There are two main causes of chronic kidney disease: diabetes and high blood pressure. If you have diabetes and your blood sugar is too high, it causes damage to many organs in your body, including the kidneys and heart, as well as blood vessels, nerves and eyes. If high blood pressure (hypertension) is not treated, or poorly controlled, it can be a leading cause of heart attacks, strokes and chronic kidney disease. Also, chronic kidney disease can cause high blood pressure.
There are other conditions that affect the kidneys. These include a group of diseases that cause inflammation and damage to the kidney's filtering units called glomerulonephritis and polycystic kidney disease, which causes large cysts to form in the kidneys and damage the surrounding tissue.
The Function of Dialysis
When your own kidneys can no longer perform their jobs due to disease or damage, you may need to receive dialysis. Dialysis is a treatment that does some of the things done by healthy kidneys. Like healthy kidneys, dialysis keeps your body in balance. Dialysis removes waste, salt and extra water to prevent them from building up in the body; keeps a safe level of certain chemicals in your blood, such as potassium, sodium and bicarbonate; and helps to control blood pressure.
The Anemia & CKD Connection
Millions of Americans suffer from this serious disorder. Anemia occurs when your body does not produce enough red blood cells. Red blood cells carry oxygen from your lungs to all your organs and tissues, providing energy for your daily activities.
Why does chronic kidney disease cause anemia?
Most people with chronic kidney disease develop anemia. This occurs because the diseased kidneys no longer make enough of a hormone called erythropoietin (ee-rith-row-po-eh-tin), also called EPO for short. This hormone tells your bone marrow to make more red blood cells. Anemia may occur even with moderate loss of kidney function. If you have chronic kidney disease, you should be checked for anemia. If anemia is found, you should be treated. Studies have shown that chronic kidney disease patients do better overall when anemia is treated.
How is anemia treated?
Your treatment will depend on the exact cause of your anemia. Patients who develop anemia due to their CKD are treated with medications to increase the production of red blood cells.

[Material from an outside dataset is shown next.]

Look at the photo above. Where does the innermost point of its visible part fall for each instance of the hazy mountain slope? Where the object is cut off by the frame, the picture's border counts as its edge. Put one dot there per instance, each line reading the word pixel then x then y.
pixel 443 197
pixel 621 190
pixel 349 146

Will I need to take supplements?
If you have chronic kidney disease and you are receiving a medication to increase your red blood cell production, your doctor will check to make sure you have enough stores of iron in your body. Without enough iron in your body, the drug will not work effectively.
The Phosphorus & CKD Connection
Phosphorus is a mineral found in your bones. Along with calcium, phosphorus is needed for building healthy strong bones, as well as keeping other parts of your body healthy.

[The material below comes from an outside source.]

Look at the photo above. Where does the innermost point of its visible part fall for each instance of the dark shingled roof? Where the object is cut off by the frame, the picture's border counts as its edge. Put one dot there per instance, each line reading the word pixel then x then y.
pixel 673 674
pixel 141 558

Normal working kidneys can remove extra phosphorus in your blood. When you have Chronic Kidney Disease (CKD) your kidneys cannot remove phosphorus very well. High phosphorus levels can cause damage to your body. Extra phosphorus causes body changes that pull calcium out of your bones, making them weak. High phosphorus and calcium levels also lead to dangerous calcium deposits in blood vessels, lungs, eyes, and heart. Phosphorus and calcium control is very important for your overall health.

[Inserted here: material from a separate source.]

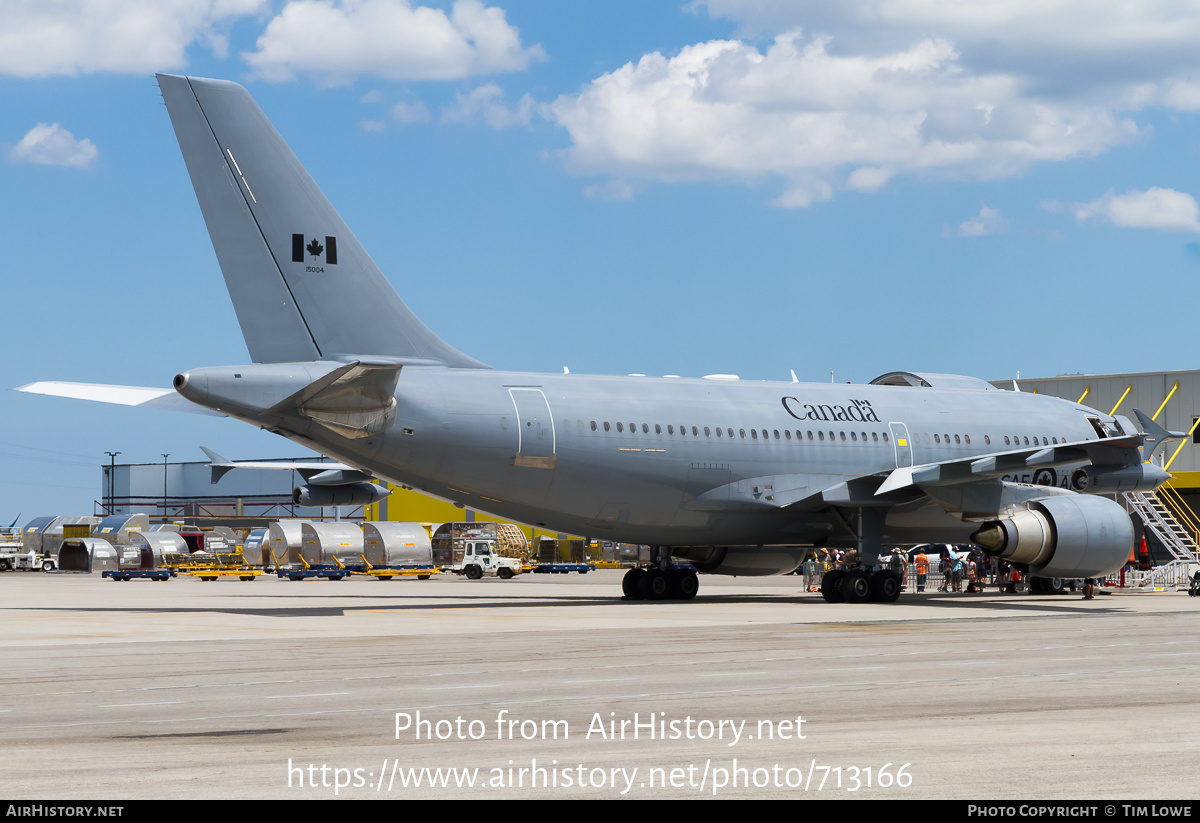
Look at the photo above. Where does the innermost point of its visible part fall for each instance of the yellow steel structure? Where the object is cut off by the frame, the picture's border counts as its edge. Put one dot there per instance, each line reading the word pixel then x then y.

In addition to recommending changes in your diet to help reduce your intake of phosphorus, your doctor may order a medicine called a phosphate binder for you to take with meals and snacks. This medicine will help control the amount of phosphorus your body absorbs from the foods you eat. There are many different kinds of phosphate binders. Pills, chewable tablets, and powders are available. Some types also contain calcium, while others do not. You should only take the phosphate binder that is ordered by your doctor or dietitian.